Ultima Online Interview

Massively has published an entertaining interview with Richard Garriott about the development of Ultima Online, from the design choices that were made to some of the issues that crept up before and after the game’s launch. He even addresses his famous end-of-beta death:

Tell us the truth: from your perspective, how’d you react to being PK’d in beta?

What’s funny is that normally my character wasn’t PKable, but after each beta server wipe, it was important for me to reset the immortality flag on Lord British. I’d been toodling around for weeks assuming that I was immortal, but I wasn’t. When Rainz threw a fire field at me, I assumed I was immortal and stepped back into the field and keeled over dead. Days later we had to pour over the server logs to see what happened.

One of our QA guys hurries over to resurrect me, a minute away from the shutdown of the server at the end of beta.

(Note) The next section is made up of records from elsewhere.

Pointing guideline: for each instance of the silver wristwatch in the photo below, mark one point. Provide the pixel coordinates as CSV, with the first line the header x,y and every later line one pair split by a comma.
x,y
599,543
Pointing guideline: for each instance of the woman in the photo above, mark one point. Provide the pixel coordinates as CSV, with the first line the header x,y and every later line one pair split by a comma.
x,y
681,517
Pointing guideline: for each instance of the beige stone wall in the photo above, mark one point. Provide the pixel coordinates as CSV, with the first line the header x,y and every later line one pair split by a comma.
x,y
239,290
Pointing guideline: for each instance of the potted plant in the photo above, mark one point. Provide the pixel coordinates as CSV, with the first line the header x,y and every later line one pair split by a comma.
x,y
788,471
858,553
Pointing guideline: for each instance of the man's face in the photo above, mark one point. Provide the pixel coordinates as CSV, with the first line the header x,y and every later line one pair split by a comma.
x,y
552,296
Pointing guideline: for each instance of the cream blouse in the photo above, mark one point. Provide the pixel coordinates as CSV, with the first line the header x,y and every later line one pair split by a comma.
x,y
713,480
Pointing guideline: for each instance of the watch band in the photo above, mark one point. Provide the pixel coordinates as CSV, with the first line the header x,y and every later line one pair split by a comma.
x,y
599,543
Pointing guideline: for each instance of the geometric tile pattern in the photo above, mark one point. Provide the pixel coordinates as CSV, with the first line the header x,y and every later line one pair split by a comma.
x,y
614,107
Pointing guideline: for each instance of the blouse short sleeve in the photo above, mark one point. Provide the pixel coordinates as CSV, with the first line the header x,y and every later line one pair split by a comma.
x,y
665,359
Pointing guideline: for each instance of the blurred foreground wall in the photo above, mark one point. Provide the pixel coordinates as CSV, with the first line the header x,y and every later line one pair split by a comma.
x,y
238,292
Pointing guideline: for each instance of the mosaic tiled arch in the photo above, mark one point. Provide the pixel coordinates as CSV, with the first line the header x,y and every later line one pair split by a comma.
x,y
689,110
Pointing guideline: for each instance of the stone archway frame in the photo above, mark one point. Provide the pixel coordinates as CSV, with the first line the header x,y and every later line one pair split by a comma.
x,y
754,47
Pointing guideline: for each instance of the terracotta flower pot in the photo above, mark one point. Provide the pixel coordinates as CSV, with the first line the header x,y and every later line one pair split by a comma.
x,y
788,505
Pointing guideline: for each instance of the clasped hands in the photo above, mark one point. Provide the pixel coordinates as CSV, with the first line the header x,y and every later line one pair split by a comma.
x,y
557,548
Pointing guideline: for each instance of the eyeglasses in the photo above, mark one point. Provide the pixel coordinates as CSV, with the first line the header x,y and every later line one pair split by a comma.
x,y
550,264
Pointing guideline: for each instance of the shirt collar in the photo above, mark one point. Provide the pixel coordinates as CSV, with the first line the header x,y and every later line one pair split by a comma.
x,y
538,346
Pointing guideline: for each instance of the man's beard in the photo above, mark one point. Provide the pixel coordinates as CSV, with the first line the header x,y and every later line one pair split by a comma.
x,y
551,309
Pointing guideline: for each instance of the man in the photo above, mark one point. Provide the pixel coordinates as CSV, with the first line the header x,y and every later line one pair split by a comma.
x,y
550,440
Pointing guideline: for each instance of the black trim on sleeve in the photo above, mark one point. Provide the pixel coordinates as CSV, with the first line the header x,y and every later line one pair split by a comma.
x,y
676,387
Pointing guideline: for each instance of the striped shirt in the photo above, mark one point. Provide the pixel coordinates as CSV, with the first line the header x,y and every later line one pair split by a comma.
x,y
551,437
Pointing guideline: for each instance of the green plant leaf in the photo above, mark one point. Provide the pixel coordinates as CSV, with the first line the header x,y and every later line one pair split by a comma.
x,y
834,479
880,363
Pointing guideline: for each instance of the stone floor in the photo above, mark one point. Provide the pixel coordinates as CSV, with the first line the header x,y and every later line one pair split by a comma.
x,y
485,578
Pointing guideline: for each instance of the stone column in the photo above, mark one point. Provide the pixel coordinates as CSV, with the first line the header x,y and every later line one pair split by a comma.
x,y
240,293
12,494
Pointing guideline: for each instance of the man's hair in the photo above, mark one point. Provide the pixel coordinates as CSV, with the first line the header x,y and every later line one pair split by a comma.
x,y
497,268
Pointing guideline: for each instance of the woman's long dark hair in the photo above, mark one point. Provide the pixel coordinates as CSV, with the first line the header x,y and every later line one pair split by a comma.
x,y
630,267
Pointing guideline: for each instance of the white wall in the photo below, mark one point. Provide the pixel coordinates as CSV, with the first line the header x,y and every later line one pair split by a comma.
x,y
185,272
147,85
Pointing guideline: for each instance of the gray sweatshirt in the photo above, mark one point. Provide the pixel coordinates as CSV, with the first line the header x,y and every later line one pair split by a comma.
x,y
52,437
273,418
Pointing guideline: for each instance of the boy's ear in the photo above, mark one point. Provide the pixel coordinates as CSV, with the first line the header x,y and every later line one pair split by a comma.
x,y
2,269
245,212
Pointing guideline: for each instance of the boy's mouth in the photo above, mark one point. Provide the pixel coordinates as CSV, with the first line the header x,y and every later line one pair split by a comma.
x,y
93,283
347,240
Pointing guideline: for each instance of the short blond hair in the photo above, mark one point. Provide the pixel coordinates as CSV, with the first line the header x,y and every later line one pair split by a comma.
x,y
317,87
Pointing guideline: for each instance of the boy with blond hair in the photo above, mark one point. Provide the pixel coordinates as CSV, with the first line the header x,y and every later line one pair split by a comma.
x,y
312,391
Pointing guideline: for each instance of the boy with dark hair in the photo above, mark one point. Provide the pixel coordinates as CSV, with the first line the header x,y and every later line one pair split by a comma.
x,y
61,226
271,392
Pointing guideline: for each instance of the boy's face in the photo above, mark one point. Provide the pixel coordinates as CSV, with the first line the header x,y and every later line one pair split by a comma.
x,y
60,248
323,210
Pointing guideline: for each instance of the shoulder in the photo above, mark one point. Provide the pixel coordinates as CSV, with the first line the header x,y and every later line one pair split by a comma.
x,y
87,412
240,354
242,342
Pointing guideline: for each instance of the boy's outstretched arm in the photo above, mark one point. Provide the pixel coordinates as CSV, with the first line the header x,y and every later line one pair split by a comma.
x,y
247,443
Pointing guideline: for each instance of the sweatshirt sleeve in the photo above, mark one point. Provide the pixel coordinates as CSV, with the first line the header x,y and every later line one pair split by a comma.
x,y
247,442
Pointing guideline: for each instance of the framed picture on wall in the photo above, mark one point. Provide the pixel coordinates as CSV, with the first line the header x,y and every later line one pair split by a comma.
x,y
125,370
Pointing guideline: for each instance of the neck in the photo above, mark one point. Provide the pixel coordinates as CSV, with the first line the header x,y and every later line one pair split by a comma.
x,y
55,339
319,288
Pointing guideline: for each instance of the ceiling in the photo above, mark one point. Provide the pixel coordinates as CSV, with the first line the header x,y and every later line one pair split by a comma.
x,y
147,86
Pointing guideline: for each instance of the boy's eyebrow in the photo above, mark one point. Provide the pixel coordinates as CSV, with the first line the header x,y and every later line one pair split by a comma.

At the time, all the players and employees from all over the world had congregated in that one area, and the QA guys didn’t know who to punish, so they decided to kill them all. They summoned dragons and demons and shot off fireworks and massacred everyone who was there. We thought it was great fun at the time, but what horrified us later was to learn that many players did not think it was fun — they got killed and sent away as a ghost so they couldn’t be there at the final moment.

What feature did you particularly enjoy seeing go in the game? What about a feature you wanted in the game, but ultimately (no pun intended) got scratched?

Two features stand out as noteworthy in spite of how they turned out. The first was a feature that failed — that was the virtual ecology. We had spent a great deal of time and effort building a virtual ecology between plants, herbivores and carnivores. When the game operated with no players in it, it found a natural balance. When the game launched, the players killed the creatures so fast that there was no way to crank the respawn up high enough to give it any relevance. So very sadly, we removed it.

Conversely was the amazingly uninteresting feature of fishing that we put into the game for completeness. Even though it was extremely basic, that feature became stunningly popular, and a bunch of apocryphal stories arose of whether fishing worked better in streams or rivers (it didn’t). So we doubled-down on it and increased the sophistication of the feature.

I spent a lot of time in the UO beta, but unfortunately I wasn’t there to see Mr. British taken down. I can’t help but feel like I missed out on a classic moment in MMO history.